Cuando dejamos que, el Resucitado nos visite, somos capaces de entender que: su plenitud supera cualquier flaqueza; que las puertas del Reino están abiertas de par en par para el que quiere encontrarse con Él; que su mesa está repleta de pan, blandito, para los que buscan saciar su hambre; y que, el que cumple su palabra, nota la felicidad y el gozo dentro de su corazón.

Cuando me disponía a compartir con vosotros el tema, para la oración de esta semana, venían a mi mente dos situaciones que sin buscarlas han llegado hasta mí. Y, en medio de tantos mensajes como nos llegan reiteradamente, ellas encerraban algo valioso que quedó grabado en mi mente.

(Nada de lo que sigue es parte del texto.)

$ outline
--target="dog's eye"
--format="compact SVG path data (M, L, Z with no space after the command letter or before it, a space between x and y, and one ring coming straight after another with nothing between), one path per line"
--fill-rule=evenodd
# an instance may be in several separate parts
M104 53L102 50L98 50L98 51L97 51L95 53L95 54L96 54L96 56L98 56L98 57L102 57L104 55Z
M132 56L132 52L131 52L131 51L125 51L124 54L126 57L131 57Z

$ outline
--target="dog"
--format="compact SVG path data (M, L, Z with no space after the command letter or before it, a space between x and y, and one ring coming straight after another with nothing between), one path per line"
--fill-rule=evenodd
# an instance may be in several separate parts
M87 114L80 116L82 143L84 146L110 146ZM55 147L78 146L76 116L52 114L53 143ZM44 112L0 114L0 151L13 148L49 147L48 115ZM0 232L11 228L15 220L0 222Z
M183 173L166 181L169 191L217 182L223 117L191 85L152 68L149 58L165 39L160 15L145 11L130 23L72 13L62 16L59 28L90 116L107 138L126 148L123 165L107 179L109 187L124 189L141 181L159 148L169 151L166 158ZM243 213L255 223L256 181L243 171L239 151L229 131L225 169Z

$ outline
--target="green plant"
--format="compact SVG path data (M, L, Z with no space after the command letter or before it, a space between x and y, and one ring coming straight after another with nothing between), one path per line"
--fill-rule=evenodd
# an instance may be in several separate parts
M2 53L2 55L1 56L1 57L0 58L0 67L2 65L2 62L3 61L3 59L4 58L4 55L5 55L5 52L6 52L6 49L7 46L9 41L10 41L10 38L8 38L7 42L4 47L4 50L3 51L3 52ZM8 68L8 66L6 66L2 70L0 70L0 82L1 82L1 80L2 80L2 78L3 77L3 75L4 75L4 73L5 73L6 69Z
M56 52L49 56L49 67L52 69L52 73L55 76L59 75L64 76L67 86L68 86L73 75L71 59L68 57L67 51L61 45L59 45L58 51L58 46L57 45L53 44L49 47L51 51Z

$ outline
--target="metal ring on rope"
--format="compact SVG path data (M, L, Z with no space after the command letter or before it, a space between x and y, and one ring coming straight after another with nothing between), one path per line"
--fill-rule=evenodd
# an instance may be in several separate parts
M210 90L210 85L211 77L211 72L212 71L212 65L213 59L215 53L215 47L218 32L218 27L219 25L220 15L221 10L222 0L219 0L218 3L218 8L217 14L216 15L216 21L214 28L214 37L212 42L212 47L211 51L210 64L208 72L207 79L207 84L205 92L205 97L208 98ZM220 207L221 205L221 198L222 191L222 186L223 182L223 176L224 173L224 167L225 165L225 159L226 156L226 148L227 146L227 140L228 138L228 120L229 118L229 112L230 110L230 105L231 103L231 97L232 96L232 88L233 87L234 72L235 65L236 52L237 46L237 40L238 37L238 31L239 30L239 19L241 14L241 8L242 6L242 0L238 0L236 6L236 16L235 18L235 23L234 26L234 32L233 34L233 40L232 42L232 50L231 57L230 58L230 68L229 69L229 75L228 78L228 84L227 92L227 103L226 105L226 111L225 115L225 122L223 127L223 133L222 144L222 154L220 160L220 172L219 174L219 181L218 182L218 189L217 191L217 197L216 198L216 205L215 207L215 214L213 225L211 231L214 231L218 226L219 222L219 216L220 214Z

La primera la he recibido, recientemente, en un correo de Internet. No puedo plasmarla literalmente porque no la tengo, pero lo que presenta es lo siguiente:

“Una profesora pregunta, en una clase de niños pequeños, quién es Jesús para ellos. Cada uno va dando su versión y tratándose de niños las respuestas eran geniales, pero el más tímido de la clase levanta la mano y dice: Mi mamá me ha dicho que Jesús es, como el azúcar en mi leche, que yo no la veo pero que si no estuviese la leche no estaría dulce. Aso es, afirma la profesora, Jesús está en medio de nosotros, aunque no lo veamos, pero si se fuese nuestra vida quedaría sin sabor. Y emocionada continúa: acabas de darnos una preciosa enseñanza, Jesús es, como el azúcar y que está, todos los días, endulzando nuestra vida”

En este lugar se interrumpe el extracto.